Too many Christians, now as well as then, have spiritualized the meaning of those words from Isaiah, as if they are not about real material poverty and injustice. But as Fr. Michael said in his commentary on today’s gospel in the parish E-Letter, they were and are, and our calling as disciples of Jesus Christ is to continue to work for that kingdom in which poverty and injustice are no more. 

 

Ezra’s hearers, we are told, wept, in sorrow for their failings. Scripture convicts us, too, of our sins against God and neighbour, but that is not the end of the story.  Nehemiah tells them: “This day is holy to the Lord your God; do not mourn or weep….Go your way, eat the fat and drink sweet wine and send portions of them to those for whom nothing is prepared, for this day is holy to the Lord; and do not be grieved, for the joy of the Lord is your strength.” 

 

We, too, might weep in sorrow for the failings in love of God and neighbour; our failures to make “the year of the Lord’s favour” a reality. Recognizing them is a necessary first step, but it is only the beginning of the story, not its end.
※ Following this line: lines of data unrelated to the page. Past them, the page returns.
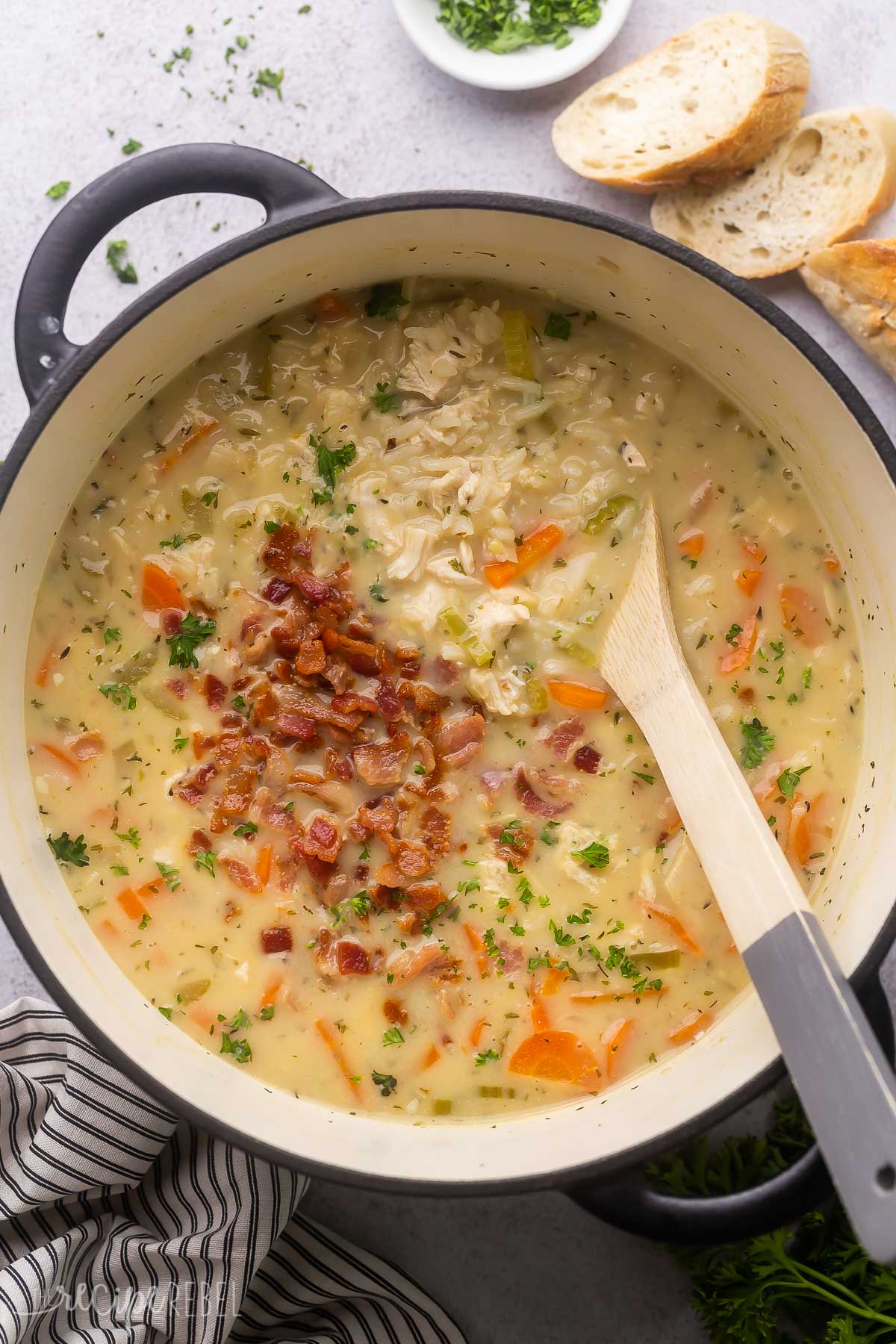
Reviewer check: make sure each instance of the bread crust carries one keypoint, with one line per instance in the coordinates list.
(856, 281)
(771, 114)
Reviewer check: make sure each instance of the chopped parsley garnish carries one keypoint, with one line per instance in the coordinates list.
(114, 255)
(120, 694)
(386, 300)
(485, 1055)
(788, 780)
(240, 1050)
(331, 461)
(69, 851)
(169, 874)
(756, 745)
(386, 1082)
(267, 80)
(183, 645)
(205, 859)
(383, 399)
(594, 855)
(558, 326)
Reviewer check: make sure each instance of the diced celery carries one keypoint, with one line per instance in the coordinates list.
(538, 695)
(609, 511)
(517, 351)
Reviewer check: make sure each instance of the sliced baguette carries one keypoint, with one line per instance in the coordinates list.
(706, 104)
(857, 285)
(820, 183)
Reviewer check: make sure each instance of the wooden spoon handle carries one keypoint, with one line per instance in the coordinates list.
(835, 1061)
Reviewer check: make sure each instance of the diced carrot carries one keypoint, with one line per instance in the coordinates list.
(430, 1058)
(60, 757)
(692, 542)
(612, 1041)
(528, 553)
(474, 940)
(178, 450)
(555, 977)
(556, 1057)
(329, 308)
(43, 671)
(753, 549)
(132, 905)
(270, 994)
(159, 591)
(800, 836)
(801, 615)
(669, 918)
(748, 581)
(742, 651)
(336, 1050)
(262, 867)
(689, 1027)
(477, 1031)
(575, 695)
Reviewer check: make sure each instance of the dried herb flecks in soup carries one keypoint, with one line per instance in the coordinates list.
(314, 712)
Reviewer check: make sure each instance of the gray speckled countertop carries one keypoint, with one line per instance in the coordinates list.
(373, 116)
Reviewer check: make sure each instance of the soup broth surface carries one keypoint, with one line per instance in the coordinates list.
(314, 712)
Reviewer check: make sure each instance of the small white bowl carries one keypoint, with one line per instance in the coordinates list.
(529, 67)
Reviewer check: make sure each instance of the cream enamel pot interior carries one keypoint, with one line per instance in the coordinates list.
(314, 241)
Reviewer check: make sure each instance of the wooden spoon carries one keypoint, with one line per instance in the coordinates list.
(837, 1066)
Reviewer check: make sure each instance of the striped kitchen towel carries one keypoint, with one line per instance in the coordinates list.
(122, 1225)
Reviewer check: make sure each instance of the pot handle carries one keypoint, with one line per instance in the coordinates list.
(635, 1206)
(282, 188)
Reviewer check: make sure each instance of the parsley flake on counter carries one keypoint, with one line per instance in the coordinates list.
(385, 399)
(73, 853)
(114, 255)
(183, 645)
(267, 80)
(386, 300)
(594, 855)
(758, 744)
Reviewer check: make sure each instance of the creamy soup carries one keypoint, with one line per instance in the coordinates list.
(314, 712)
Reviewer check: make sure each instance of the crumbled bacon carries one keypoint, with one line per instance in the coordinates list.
(588, 759)
(382, 762)
(277, 939)
(87, 746)
(531, 801)
(214, 690)
(512, 843)
(394, 1012)
(563, 737)
(457, 741)
(311, 658)
(321, 840)
(240, 874)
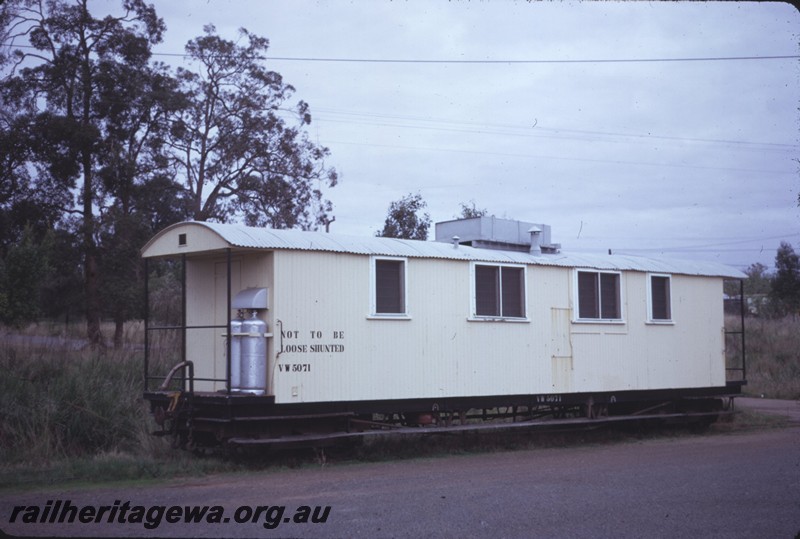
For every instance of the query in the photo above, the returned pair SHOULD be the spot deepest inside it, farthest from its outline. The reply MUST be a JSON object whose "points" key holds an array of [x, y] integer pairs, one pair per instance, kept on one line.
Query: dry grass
{"points": [[773, 356], [72, 414]]}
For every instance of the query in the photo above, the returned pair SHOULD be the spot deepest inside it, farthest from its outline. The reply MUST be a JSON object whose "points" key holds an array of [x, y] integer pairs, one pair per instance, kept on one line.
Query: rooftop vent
{"points": [[502, 234]]}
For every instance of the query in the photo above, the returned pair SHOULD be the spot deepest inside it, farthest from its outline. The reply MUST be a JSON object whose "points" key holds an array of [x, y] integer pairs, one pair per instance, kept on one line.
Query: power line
{"points": [[490, 61], [554, 157], [530, 130], [509, 61]]}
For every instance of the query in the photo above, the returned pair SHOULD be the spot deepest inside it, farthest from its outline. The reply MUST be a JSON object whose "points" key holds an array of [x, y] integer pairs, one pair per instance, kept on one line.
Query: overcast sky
{"points": [[515, 106]]}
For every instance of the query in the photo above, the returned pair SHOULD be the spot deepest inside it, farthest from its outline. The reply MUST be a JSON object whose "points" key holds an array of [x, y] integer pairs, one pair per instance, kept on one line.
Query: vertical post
{"points": [[742, 308], [228, 328], [183, 315], [146, 322]]}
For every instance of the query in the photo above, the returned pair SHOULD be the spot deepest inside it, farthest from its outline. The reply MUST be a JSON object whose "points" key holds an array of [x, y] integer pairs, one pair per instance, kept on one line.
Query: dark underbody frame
{"points": [[195, 420], [227, 419]]}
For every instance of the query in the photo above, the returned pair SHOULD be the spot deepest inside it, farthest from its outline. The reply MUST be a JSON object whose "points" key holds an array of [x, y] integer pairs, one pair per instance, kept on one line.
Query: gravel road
{"points": [[745, 484]]}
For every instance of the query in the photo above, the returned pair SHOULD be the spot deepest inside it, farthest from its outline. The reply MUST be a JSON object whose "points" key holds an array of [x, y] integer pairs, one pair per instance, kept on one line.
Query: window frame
{"points": [[651, 319], [576, 297], [474, 316], [373, 292]]}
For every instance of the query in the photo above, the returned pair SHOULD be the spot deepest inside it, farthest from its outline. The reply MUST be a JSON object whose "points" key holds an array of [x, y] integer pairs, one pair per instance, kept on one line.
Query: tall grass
{"points": [[70, 414], [773, 357], [57, 403]]}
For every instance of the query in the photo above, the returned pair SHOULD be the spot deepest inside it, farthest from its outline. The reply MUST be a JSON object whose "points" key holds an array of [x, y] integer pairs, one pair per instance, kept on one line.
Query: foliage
{"points": [[21, 273], [237, 153], [62, 100], [758, 279], [405, 221], [773, 356], [102, 147], [469, 211], [786, 283]]}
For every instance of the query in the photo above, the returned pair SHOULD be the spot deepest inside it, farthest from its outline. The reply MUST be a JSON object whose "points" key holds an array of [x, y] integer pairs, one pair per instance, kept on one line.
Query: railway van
{"points": [[290, 337]]}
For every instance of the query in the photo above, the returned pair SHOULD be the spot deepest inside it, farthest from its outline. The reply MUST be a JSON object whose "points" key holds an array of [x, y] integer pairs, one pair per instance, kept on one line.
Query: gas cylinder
{"points": [[236, 354], [254, 355]]}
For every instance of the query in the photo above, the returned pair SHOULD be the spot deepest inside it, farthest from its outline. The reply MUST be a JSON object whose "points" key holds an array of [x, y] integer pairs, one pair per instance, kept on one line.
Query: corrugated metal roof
{"points": [[265, 238]]}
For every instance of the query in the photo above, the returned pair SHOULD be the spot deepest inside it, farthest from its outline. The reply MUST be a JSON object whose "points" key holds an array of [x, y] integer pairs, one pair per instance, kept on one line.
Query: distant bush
{"points": [[773, 356], [58, 403]]}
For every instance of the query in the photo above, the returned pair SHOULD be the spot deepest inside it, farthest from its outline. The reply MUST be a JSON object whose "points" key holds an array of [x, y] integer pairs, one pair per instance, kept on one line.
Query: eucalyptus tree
{"points": [[234, 145], [407, 219], [58, 58]]}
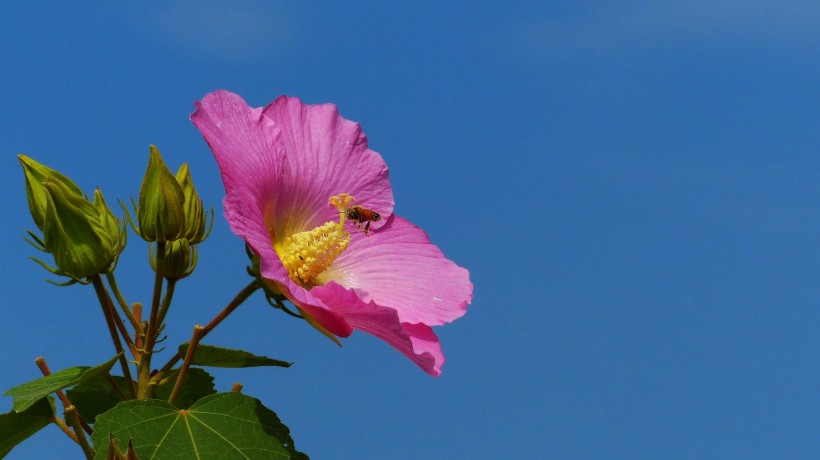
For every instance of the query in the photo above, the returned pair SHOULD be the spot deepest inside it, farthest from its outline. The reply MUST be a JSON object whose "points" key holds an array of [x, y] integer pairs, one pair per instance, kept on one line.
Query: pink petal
{"points": [[242, 140], [397, 266], [326, 155], [244, 217], [415, 341]]}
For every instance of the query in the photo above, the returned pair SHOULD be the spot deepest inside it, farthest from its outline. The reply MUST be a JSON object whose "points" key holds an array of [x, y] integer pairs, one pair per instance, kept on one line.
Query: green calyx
{"points": [[36, 174], [180, 260], [160, 212], [198, 224], [84, 238]]}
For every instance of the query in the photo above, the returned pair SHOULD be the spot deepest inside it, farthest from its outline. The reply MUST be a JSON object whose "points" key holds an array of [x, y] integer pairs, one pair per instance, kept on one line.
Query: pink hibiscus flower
{"points": [[282, 166]]}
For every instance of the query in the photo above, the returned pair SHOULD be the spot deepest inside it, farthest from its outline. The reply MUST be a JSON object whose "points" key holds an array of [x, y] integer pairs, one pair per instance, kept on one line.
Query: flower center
{"points": [[307, 254]]}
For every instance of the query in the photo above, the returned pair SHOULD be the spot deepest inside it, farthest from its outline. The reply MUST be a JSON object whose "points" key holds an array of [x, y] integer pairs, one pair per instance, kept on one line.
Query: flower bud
{"points": [[114, 230], [74, 233], [180, 259], [196, 227], [160, 213], [36, 174]]}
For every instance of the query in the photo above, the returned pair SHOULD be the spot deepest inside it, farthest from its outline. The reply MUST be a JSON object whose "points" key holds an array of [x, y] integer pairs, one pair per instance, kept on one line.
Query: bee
{"points": [[362, 216]]}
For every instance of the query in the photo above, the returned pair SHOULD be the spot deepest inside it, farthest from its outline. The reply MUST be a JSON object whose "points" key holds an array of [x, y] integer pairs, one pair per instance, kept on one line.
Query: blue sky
{"points": [[633, 186]]}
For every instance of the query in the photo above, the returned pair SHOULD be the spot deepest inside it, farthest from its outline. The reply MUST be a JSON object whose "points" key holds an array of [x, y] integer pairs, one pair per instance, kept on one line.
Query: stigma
{"points": [[307, 254]]}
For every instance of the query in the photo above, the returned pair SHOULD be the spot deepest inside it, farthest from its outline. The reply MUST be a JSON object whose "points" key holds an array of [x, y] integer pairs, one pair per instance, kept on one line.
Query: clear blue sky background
{"points": [[633, 186]]}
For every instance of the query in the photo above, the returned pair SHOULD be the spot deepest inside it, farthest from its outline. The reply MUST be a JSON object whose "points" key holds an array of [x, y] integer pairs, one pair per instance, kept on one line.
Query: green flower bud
{"points": [[74, 233], [160, 213], [197, 227], [114, 230], [181, 258], [36, 174]]}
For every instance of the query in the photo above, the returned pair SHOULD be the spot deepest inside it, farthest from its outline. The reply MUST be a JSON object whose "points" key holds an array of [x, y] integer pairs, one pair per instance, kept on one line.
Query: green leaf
{"points": [[224, 425], [16, 427], [96, 395], [198, 384], [28, 393], [207, 355]]}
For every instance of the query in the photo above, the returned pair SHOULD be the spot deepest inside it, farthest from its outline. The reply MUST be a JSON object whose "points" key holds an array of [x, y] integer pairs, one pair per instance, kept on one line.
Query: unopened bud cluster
{"points": [[170, 213], [84, 236]]}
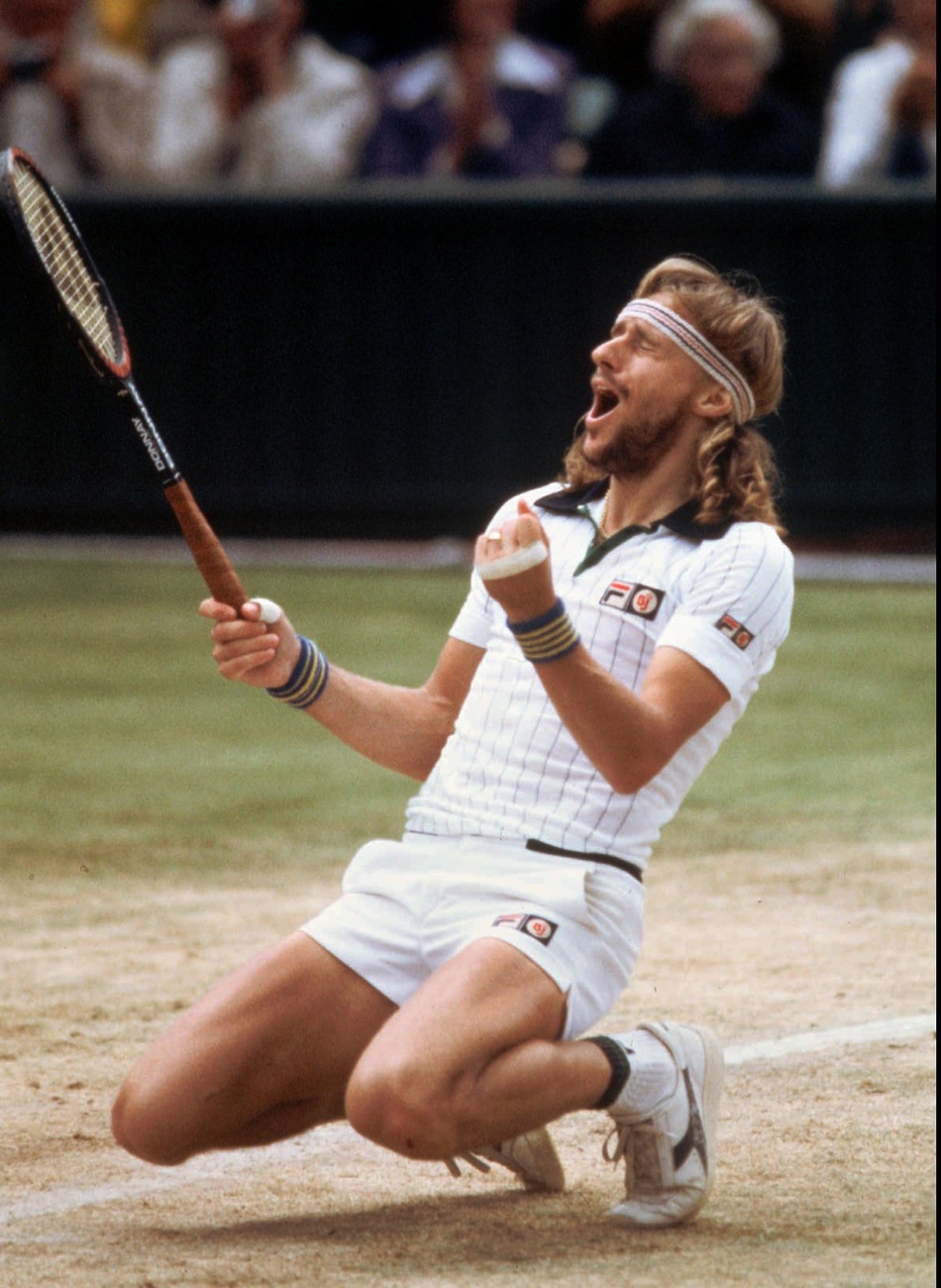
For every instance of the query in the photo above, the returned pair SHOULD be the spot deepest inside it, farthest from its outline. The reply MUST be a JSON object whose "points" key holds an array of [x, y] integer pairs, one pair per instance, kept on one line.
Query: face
{"points": [[482, 20], [645, 391], [722, 68]]}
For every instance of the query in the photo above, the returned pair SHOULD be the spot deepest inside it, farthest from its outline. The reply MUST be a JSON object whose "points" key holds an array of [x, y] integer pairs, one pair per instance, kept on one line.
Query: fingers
{"points": [[257, 643]]}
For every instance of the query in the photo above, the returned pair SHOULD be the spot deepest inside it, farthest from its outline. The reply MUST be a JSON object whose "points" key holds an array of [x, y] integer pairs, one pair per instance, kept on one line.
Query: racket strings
{"points": [[64, 265]]}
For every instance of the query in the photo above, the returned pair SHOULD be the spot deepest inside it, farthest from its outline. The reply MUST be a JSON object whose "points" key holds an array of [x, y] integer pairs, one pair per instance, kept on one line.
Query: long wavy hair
{"points": [[737, 475]]}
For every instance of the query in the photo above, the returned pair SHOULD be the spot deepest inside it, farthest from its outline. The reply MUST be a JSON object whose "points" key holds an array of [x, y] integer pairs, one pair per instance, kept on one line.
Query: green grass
{"points": [[123, 751]]}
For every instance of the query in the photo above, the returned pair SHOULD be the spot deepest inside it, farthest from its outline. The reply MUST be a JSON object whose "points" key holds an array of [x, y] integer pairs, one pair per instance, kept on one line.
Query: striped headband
{"points": [[698, 348]]}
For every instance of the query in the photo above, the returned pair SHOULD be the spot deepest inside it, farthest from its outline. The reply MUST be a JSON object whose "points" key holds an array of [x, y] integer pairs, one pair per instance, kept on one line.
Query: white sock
{"points": [[653, 1073]]}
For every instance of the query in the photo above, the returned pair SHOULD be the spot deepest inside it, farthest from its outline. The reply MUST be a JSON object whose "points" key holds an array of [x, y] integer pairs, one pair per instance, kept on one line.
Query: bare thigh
{"points": [[265, 1054]]}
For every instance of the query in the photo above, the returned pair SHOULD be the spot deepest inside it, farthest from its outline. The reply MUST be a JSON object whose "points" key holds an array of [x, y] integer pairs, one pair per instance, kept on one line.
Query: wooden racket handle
{"points": [[205, 546]]}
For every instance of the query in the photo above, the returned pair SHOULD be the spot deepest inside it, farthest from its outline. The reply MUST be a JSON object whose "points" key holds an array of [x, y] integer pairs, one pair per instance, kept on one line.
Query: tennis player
{"points": [[614, 631]]}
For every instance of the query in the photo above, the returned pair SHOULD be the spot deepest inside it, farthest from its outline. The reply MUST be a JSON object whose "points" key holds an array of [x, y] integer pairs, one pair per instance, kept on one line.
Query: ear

God has not given up on us, any more than he had given up on those who had been exiled to Babylon.  In the midst of all the difficulties we face in building the life of the Church as a witness and agent of God’s kingdom, all the challenges of a world in which divisions of all sorts are becoming more extreme, we are not to sink into the slough of despond; feeling that it is all hopeless, all too much for us.  Instead, we are to rejoice, “for the joy of the Lord is [y]our strength.”  

 

We are to eat and drink the bread and wine at the Table of the Lord where all are equal; and to work that the good things of this world are recognized and shared as God’s gifts for the well-being of all his children.